No atual contexto, a MP pode ser importante para apagar fogueiras que surjam e formem grandes incêndios

JÁ NÃO HÁ dúvidas de que o enfrentamento da atual crise internacional exige o uso de armas de grosso calibre. E chegou a hora de colocar de lado as disputas partidárias ou ideológicas.
Somos todos -a maioria, pelo menos- a favor da livre iniciativa e da privatização da economia. Mas isso não nos autoriza a defender atitudes irresponsáveis. Titubear diante de uma convulsão financeira global de tamanha proporção é um desatino. Quando até o Reino Unido estatiza bancos, não é hora de brincar de neoliberalismo.
Em condições normais, seria natural contestar a medida provisória da semana passada, que deu ao Banco do Brasil e à Caixa Econômica Federal poderes para comprar, sem licitação, bancos e empresas em dificuldades.
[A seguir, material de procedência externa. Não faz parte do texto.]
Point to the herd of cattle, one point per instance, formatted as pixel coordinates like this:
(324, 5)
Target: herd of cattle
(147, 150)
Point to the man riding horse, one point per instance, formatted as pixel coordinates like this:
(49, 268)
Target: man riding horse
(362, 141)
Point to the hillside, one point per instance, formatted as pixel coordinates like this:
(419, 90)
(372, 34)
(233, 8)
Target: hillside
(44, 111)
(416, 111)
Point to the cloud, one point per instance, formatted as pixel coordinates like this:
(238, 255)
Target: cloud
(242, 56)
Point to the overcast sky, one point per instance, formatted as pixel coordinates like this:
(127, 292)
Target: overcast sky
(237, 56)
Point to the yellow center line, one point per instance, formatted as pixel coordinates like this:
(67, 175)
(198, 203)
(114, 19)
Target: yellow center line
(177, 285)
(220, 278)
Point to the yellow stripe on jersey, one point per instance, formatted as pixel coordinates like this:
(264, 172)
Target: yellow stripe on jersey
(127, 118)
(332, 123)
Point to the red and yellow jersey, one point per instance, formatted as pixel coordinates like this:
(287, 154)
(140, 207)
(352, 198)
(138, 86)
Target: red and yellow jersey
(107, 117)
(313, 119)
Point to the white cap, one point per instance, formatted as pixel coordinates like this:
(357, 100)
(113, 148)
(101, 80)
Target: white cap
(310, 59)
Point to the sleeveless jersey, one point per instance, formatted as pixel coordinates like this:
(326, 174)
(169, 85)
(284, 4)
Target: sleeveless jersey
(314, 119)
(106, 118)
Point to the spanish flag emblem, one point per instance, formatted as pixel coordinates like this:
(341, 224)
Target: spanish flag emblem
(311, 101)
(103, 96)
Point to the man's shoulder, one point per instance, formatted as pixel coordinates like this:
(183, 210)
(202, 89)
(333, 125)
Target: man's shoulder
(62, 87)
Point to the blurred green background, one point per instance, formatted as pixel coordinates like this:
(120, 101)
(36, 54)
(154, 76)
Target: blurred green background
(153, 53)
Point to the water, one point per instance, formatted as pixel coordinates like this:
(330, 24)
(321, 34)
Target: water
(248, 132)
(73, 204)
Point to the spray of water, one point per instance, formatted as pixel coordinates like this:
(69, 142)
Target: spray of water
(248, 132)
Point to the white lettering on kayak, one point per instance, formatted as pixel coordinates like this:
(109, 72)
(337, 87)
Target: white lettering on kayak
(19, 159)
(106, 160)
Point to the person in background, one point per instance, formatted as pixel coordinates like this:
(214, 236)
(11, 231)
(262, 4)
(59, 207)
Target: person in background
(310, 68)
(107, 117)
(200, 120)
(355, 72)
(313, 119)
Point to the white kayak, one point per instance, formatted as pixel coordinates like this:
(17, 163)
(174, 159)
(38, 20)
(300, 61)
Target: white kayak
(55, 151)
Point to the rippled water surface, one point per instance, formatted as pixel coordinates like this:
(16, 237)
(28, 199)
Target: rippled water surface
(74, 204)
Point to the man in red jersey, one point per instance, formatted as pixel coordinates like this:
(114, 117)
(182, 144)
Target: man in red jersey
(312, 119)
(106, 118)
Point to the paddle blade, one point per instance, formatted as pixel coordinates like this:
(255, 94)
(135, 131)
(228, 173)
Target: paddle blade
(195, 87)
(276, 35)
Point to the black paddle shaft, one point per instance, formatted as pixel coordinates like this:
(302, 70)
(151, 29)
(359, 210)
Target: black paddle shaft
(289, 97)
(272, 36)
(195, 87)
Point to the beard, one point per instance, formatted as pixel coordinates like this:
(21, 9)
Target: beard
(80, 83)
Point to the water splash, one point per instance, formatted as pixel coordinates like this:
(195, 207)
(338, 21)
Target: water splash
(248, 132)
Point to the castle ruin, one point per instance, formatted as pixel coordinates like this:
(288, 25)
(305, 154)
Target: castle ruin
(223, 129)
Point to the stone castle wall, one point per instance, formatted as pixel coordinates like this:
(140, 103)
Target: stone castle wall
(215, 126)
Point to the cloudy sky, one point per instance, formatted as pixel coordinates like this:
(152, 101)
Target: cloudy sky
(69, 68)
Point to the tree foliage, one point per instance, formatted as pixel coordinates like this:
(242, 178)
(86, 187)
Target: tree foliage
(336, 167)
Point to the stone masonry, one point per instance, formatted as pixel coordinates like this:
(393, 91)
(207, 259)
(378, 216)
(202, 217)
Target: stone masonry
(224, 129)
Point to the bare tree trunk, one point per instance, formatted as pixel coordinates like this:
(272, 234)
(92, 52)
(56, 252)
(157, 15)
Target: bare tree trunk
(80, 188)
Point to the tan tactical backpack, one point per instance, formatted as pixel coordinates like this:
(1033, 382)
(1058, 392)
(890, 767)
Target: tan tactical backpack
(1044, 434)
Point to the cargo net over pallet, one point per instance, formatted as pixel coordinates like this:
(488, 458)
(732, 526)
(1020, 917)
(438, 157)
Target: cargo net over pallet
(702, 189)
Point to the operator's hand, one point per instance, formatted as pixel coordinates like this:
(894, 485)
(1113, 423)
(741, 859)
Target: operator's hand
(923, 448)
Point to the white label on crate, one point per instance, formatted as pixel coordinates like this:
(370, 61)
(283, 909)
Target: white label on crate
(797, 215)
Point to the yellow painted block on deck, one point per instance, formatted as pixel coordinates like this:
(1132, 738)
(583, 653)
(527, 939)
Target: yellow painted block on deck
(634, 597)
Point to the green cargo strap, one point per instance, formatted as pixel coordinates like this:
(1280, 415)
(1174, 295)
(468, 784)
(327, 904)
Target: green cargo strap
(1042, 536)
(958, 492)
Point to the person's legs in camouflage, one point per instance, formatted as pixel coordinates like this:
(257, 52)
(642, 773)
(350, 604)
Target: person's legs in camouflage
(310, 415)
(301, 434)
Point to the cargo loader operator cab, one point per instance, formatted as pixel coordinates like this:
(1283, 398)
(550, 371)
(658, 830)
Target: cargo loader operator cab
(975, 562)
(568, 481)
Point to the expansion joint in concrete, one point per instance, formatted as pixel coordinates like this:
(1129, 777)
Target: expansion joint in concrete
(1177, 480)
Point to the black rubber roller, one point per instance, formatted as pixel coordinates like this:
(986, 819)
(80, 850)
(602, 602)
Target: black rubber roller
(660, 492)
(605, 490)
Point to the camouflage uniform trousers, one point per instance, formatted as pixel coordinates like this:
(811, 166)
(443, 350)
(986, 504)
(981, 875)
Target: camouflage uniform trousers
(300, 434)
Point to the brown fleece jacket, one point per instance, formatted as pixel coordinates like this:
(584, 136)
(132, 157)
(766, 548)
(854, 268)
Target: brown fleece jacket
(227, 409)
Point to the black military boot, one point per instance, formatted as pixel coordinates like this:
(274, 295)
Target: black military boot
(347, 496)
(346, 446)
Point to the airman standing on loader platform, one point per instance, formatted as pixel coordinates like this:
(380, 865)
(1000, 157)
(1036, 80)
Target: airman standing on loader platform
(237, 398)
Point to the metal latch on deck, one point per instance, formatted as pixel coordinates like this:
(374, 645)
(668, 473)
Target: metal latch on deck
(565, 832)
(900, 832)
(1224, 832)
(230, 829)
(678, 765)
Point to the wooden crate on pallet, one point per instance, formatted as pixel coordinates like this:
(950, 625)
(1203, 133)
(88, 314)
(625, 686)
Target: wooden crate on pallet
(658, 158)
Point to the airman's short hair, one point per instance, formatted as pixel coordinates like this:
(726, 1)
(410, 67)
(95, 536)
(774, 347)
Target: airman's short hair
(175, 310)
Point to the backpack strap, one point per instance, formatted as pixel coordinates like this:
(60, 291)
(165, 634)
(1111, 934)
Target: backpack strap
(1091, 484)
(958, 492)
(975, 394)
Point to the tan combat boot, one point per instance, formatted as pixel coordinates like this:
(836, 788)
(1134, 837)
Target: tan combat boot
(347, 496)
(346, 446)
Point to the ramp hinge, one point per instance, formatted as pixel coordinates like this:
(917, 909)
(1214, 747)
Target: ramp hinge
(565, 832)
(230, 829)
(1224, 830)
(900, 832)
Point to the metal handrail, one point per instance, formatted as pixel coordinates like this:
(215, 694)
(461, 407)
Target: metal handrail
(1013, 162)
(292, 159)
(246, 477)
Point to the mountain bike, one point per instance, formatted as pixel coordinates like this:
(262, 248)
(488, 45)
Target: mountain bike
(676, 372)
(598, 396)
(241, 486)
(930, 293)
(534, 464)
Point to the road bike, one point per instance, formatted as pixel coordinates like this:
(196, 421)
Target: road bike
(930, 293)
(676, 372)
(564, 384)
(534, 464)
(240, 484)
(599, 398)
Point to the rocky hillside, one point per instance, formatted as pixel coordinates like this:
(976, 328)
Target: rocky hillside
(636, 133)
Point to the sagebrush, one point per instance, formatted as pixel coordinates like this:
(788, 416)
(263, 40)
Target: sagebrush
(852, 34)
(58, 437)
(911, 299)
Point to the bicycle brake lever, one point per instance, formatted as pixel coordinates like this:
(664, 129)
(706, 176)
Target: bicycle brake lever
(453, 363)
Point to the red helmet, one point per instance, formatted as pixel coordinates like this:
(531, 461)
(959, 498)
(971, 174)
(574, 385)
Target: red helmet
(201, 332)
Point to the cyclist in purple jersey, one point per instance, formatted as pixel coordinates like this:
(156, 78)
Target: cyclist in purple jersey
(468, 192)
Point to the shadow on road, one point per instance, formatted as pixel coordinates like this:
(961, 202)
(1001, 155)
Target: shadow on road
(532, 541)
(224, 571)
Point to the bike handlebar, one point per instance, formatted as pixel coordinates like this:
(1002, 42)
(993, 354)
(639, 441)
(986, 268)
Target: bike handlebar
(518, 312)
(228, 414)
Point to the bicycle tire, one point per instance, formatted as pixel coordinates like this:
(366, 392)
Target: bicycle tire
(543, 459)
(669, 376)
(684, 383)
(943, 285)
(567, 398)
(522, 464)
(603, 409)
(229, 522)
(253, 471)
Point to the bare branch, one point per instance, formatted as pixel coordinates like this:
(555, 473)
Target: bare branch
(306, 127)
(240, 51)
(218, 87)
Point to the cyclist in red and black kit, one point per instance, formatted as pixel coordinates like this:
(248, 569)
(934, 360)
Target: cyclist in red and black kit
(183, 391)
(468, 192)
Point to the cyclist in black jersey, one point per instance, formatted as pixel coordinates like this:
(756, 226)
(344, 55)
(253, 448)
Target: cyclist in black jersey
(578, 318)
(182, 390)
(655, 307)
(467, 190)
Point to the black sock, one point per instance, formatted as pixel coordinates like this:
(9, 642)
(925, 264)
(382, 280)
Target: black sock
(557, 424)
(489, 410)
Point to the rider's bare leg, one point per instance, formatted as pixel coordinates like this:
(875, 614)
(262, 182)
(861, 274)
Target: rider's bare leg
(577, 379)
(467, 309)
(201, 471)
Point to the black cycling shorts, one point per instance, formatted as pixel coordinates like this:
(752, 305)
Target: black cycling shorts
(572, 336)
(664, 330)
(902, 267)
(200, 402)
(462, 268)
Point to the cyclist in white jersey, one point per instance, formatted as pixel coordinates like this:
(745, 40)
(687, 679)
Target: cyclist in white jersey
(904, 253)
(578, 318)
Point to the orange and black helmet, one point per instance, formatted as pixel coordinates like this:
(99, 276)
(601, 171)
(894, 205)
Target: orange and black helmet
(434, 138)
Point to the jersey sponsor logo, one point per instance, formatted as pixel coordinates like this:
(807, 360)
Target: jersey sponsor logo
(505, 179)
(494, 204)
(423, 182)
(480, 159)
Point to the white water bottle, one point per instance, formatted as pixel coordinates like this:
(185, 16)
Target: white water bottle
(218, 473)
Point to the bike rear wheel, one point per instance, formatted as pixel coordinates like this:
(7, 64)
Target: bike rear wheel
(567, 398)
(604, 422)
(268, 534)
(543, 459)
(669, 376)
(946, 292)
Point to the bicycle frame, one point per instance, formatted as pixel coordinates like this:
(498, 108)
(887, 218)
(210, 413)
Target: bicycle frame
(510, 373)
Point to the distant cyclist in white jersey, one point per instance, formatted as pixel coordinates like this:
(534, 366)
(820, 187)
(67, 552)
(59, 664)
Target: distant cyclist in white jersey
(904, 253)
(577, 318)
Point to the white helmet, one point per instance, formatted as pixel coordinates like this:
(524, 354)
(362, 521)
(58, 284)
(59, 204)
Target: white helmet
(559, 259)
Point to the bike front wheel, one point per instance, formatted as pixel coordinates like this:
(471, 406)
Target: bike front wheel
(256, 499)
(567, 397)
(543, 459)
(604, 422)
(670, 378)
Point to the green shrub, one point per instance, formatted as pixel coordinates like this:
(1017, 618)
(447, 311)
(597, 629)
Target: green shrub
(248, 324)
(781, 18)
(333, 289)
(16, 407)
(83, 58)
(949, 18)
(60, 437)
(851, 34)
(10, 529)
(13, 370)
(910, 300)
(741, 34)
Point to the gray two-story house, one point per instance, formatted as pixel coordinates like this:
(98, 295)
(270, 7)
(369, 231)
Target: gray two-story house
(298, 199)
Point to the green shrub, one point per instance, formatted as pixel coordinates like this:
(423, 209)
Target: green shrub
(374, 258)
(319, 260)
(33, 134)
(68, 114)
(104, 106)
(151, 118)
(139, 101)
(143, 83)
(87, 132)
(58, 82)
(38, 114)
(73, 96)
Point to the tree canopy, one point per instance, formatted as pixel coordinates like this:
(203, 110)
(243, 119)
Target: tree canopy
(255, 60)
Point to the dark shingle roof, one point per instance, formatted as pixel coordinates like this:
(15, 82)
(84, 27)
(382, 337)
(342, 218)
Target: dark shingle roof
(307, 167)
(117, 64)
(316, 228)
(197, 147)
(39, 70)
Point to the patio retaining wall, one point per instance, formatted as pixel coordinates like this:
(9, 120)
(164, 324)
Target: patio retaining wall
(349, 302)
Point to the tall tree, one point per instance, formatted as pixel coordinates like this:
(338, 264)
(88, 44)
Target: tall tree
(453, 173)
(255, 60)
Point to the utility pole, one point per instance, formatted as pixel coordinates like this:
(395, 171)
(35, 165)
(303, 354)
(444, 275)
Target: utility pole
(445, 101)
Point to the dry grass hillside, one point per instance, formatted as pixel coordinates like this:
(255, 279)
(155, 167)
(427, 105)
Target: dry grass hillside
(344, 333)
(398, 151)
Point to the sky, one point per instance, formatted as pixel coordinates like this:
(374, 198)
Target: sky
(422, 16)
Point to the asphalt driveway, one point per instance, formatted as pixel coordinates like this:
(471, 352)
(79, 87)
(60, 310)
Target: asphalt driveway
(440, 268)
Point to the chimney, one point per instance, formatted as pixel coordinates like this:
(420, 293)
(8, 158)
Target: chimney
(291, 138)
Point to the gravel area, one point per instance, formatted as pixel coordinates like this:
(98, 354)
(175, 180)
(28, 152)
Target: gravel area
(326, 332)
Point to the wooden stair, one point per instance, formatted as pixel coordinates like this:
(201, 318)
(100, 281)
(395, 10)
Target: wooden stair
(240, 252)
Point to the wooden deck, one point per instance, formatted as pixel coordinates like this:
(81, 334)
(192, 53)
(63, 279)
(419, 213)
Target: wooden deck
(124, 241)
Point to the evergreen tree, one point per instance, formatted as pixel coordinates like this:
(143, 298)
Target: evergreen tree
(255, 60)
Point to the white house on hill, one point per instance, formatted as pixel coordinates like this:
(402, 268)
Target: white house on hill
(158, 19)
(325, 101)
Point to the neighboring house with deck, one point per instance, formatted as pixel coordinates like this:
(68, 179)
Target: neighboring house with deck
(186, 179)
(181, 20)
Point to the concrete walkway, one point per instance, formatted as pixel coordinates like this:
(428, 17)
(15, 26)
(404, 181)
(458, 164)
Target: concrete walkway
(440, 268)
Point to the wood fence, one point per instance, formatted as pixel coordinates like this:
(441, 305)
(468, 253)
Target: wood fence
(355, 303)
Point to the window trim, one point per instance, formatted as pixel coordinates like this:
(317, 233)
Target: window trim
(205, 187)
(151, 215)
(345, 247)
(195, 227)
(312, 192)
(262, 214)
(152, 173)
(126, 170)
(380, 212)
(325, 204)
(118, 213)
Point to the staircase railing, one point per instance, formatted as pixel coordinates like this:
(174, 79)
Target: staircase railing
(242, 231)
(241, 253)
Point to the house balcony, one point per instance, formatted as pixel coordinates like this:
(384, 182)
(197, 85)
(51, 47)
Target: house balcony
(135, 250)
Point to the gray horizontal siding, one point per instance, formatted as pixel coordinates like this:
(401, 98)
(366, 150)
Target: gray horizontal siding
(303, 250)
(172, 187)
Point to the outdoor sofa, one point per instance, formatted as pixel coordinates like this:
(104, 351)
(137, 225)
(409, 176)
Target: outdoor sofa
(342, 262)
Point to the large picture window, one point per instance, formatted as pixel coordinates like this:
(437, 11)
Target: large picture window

No atual contexto, porém, esse instrumento pode ser importante para apagar fogueiras que venham a surgir aqui e ali com potencial para provocar grande incêndio.
É confortável saber que eventuais desajustes no sistema financeiro, provocados pela falta de liquidez que assola o mercado, podem ser debelados pela ação do Banco do Brasil. Mais ainda, é bom ter a garantia de que a Caixa poderá socorrer construtoras. Esse setor, como se sabe, é grande gerador de empregos e estratégico para manter a atividade econômica aquecida.
A reprivatização de negócios que venham a ser estatizados, obviamente, deve estar no horizonte. Mas essa discussão deve ficar para depois, para quando a crise amainar e o mercado se acalmar.
Vale lembrar que a frase "agora somos todos keynesianos" não é de nenhum heterodoxo irresponsável, e sim do hiperconservador e monetarista Milton Friedman. Ele disse isso em 1965, e sua citação foi repetida pelo então presidente dos EUA, Richard Nixon, em 1971. Em ambos os momentos, a intervenção do Estado se mostrava indispensável para estimular a atividade econômica e manter empregos.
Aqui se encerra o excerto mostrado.